Incorporate LVAlert Heartbeat into nagios monitors
This is a migration of Redmine issue #5416.
Original Description (2017-04-19):
lvalert-heartbeat was packaged and deployed. The request from Reed Essick is below:
We've finally got lvalert-heartbeat installed on the clusters and hooked up to most (but not all) mission-critical listeners. I've confirmed that I can query the production listeners and get responses back in a timely manner (less than 5 seconds per query). The next step is to begin integrating this with Nagios so that we can leverage that notification scheme to warn developers of unresponsive code.
Could you please tell me what you need from me to make this happen? I believe
lvalert_heartbeat-server should return the correct format for Nagios to interpret the result.
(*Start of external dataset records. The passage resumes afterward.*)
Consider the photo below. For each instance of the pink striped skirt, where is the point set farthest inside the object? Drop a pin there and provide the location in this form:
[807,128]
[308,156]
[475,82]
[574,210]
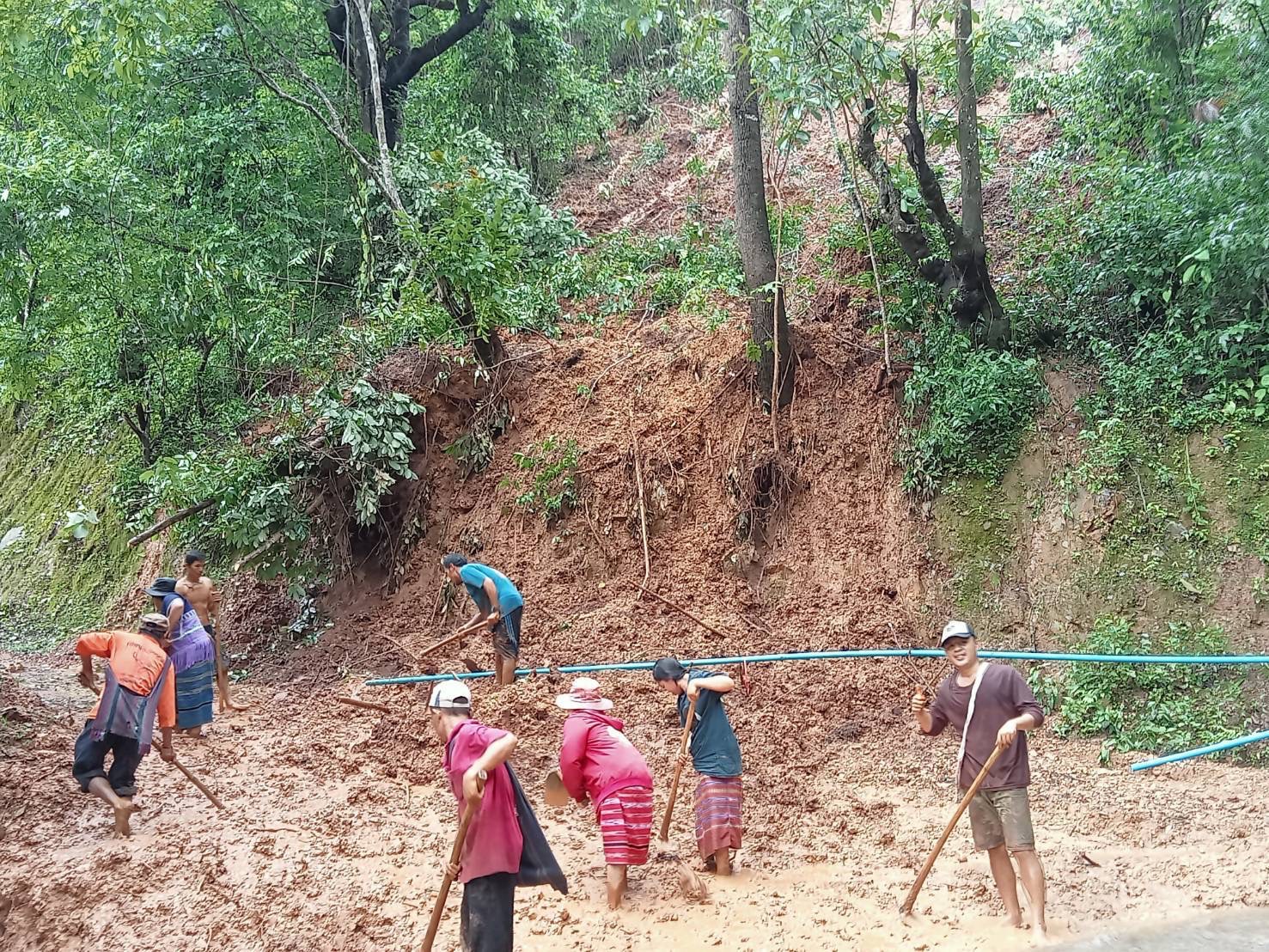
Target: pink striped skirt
[717,805]
[625,826]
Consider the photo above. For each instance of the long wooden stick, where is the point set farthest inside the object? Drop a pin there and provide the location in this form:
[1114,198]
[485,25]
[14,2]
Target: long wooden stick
[906,909]
[172,521]
[455,856]
[643,510]
[678,768]
[446,641]
[680,609]
[358,702]
[198,784]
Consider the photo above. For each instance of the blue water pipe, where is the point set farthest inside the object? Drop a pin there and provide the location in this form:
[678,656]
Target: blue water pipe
[1199,752]
[843,656]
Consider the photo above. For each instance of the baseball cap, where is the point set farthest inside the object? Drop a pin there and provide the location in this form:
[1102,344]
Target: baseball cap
[152,624]
[955,630]
[451,694]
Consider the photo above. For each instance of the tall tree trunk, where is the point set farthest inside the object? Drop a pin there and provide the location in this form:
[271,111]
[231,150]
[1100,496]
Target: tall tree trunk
[768,320]
[970,254]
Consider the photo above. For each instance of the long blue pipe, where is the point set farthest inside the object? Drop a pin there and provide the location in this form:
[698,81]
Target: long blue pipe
[1199,752]
[840,656]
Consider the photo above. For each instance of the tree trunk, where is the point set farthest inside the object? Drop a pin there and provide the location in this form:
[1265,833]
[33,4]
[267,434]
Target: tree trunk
[768,320]
[979,298]
[487,347]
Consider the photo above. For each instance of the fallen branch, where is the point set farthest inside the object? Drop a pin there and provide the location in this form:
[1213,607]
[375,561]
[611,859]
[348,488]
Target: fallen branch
[680,609]
[369,705]
[643,510]
[172,521]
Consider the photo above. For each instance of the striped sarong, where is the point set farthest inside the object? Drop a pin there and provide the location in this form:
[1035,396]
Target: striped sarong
[625,826]
[193,656]
[717,805]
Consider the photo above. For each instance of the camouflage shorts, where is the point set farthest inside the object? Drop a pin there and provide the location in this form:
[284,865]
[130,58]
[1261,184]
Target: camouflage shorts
[1002,818]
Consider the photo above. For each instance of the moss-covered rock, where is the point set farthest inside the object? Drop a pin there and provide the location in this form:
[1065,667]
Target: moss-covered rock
[51,583]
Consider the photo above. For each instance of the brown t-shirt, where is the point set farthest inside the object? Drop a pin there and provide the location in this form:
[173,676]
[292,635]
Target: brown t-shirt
[1003,694]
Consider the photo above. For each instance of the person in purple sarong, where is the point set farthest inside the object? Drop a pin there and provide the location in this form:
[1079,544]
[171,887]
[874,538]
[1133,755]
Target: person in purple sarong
[193,656]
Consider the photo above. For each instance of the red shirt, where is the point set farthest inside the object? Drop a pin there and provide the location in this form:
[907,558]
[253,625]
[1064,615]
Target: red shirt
[494,840]
[598,760]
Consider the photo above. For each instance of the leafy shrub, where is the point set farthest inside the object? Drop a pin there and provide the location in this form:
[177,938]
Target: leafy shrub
[965,409]
[1152,707]
[550,484]
[375,430]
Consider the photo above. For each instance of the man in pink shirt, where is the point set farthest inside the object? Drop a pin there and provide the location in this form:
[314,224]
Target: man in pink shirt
[479,777]
[598,760]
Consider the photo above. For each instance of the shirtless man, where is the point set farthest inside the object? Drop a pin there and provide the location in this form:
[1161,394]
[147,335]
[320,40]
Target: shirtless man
[202,595]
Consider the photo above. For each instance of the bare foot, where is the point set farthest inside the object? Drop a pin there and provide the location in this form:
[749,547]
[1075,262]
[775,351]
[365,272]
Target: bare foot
[122,814]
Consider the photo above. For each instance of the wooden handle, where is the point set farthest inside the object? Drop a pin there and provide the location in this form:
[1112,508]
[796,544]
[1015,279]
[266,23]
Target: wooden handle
[438,909]
[678,768]
[198,784]
[938,847]
[358,702]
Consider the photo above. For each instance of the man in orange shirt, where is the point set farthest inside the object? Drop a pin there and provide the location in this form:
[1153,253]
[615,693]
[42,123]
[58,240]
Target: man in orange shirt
[138,683]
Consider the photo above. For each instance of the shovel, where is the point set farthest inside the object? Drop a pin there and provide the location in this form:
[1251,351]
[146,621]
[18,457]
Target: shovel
[438,910]
[689,882]
[906,909]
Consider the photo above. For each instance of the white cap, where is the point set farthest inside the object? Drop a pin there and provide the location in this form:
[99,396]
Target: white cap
[955,630]
[449,694]
[584,696]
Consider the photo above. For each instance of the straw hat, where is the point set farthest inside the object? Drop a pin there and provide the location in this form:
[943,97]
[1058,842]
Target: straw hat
[584,696]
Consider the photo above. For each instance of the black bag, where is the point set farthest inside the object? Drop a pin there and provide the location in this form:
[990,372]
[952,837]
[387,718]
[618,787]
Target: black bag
[538,866]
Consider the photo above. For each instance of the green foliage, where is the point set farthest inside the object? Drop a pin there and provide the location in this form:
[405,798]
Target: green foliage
[375,430]
[965,409]
[1156,255]
[51,584]
[1159,709]
[686,271]
[548,485]
[475,223]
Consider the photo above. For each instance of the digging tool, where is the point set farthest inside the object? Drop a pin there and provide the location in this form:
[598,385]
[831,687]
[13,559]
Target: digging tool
[689,882]
[906,909]
[455,856]
[198,784]
[556,794]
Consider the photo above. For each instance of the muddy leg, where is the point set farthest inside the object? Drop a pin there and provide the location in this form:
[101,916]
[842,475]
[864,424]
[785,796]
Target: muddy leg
[1032,874]
[505,669]
[122,806]
[1006,882]
[616,885]
[723,861]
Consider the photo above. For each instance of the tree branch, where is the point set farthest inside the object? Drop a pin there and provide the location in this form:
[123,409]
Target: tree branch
[32,282]
[172,521]
[404,69]
[904,225]
[326,116]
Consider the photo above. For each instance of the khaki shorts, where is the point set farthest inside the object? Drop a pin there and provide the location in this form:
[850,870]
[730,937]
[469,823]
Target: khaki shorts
[1002,818]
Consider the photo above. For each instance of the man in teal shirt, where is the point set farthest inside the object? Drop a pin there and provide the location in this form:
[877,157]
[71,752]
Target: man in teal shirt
[499,606]
[715,754]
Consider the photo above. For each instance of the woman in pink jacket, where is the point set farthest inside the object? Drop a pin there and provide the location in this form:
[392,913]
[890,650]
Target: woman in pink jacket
[598,760]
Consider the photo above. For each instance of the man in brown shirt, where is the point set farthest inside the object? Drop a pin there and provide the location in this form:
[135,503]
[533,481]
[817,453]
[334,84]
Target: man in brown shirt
[1004,709]
[206,600]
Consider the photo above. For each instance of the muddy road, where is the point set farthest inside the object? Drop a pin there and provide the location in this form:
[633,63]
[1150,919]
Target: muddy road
[337,827]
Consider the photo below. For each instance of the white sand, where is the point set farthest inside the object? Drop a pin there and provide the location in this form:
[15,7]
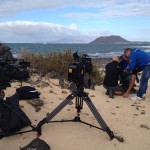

However, I'm afraid I'm at a bit of loss as to how to test and deploy this on monitor.ligo.org.
For your reference, the production lvalert-heartbeat repo lives here:
and I've got a test environment of what Nagios might run set up on CIT here:
In particular, I imagine the plugin would be run with something like:
lvalert_heartbeat-server -V /home/reed.essick/lvalert-dev/lvalert-heartbeat/test/test_config.ini
We may want to break that config up into separate queries for each node (ie, each section in test_config.ini would become a separate file), but that's really a matter of convenience.
Any thoughts or suggestions you have would be much appreciated. cheers"
This ticket is to track progress on this issue.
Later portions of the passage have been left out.